I would like to consider the shave, for I occasionally do all-day hauls out of quarry pits and over several hilly miles to my place, but am concerned about increased wear on the bearings.

I have 2-R6602 operational 6x6's plus one spare engine. The first long trip I did in the army was with a '56 IHC M54, about 11 hours straight through. The truck was a "T&P" thus I was carrying 1200gals of extra mogas with me, and yes they are thirsty but that's worth the extra power and speed IMO. We called them "brush burners" for a reason I would soon learn. They started many a tank-trail fire. And mudflap fires, and M127 trailer bed fires. Maybe even burned the hair off the as*es of a few bicyclists, but I wouldn't know anything about that.
:burn:

The 6602's could really roll once everything got warmed up. I remember getting up to 58mph with some of them on the level. In fact, my final unit kept two M62's into the 1990's before accepting M816's. Except downhill, those M62's were too heavy to be speed demons like the other 5T gassers , but they still were hard-working brutes.

I adjusted my personal M51's governor to top out at 62mph. Somewhere I have a Continental Motors manual indicating a slightly higher allowable redline than what the TM says. I won't hold an engine beyond what the TM (and danger decal) says, but the extra "pedal" allows a good run for hills and seems to help get fuel faster and pulls better. Always hated the original holley carb. The vacuum-operated butterflies go full-open with no vacuum (thus they coughed when cold and almost always gave a bang! when starting). And they would open too slow and gradual when coming into a hill. The Holly does not have a direct linkage between butterflies and gas pedal. Plus they run too rich at lower rpms. The Zenith carb that superseded on R6602's is a good thing. But I understand purists who like the holley. I still use one of them even though I have attitude about them.
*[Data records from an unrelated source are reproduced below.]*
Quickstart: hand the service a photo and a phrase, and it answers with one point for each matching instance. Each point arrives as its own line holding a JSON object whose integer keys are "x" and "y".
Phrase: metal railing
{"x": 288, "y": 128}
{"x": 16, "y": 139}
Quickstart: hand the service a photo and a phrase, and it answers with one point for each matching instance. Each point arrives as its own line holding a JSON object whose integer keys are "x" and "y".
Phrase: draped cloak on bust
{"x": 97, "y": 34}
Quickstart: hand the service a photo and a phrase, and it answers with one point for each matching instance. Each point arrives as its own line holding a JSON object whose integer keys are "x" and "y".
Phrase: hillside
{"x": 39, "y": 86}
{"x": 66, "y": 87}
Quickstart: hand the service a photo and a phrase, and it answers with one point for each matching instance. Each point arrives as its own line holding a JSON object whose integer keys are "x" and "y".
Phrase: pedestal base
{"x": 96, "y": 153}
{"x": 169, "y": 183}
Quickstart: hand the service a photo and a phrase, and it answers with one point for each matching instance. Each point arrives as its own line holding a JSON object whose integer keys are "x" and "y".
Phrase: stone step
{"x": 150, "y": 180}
Prior to my knowing I would ever own a '53 IHC M62(A2), I sold a fresh Toole R6602 several years ago to a fellow restoring a firetruck in the midwest. Ever since obtaining the M62(A2), I have painfully regretted selling that 6602 engine. I have done everything allowed to tweak the LDS in the M62(A2). It even retains its old "gas" direct-5th tranny, which does help. But even such, that LDS is totally outclassed by a 6602. The R6602 is a real truck engine, tried and true. Just bring along your own gas station!